The NEH awarded $30.9 million in grants for 188 humanities projects across the nation. The fellowship program supports advanced research in the humanities, and the recipients produce articles, books, digital materials or other scholarly resources.
The NEH has received an average of 1,110 applications per year for fellowships in the last five rounds of competition, according to the NEH website. Over that time, it awarded an average of 79 fellowships per year for a funding rate of 7%, making the fellowships among the most competitive humanities awards in the country.
Bashford’s book project, “Forgotten Voices, Hidden Pleasures: Violin Culture in Britain, 1870-1930,” examines the vibrant grassroots British culture – previously unexplored by music historians – that formed around the playing, making and collecting of the instruments of the violin family. It reveals intricate and extensive networks of forgotten professionals and amateur enthusiasts, including thousands of middle-class women, working-class men and schoolchildren who became entranced by an instrument that had become newly available to them.
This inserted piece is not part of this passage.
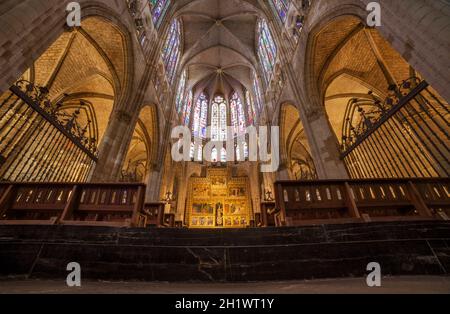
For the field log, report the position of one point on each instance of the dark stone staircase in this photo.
(323, 251)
Bashford looks at how and why these fragile instruments so captured the late Victorian imagination, and the impact that violin culture had on the British compositional tradition. Her study demonstrates the violin’s systemic, democratizing and lasting impact on musical life in Britain, and how the growth of violin culture was bound up with contemporary concerns.
The National Endowment for the Humanities is an independent federal agency, and one of the largest funders of humanities programs in the United States. It supports research and learning in history, literature, philosophy and other areas of the humanities by funding selected peer-reviewed proposals from around the nation.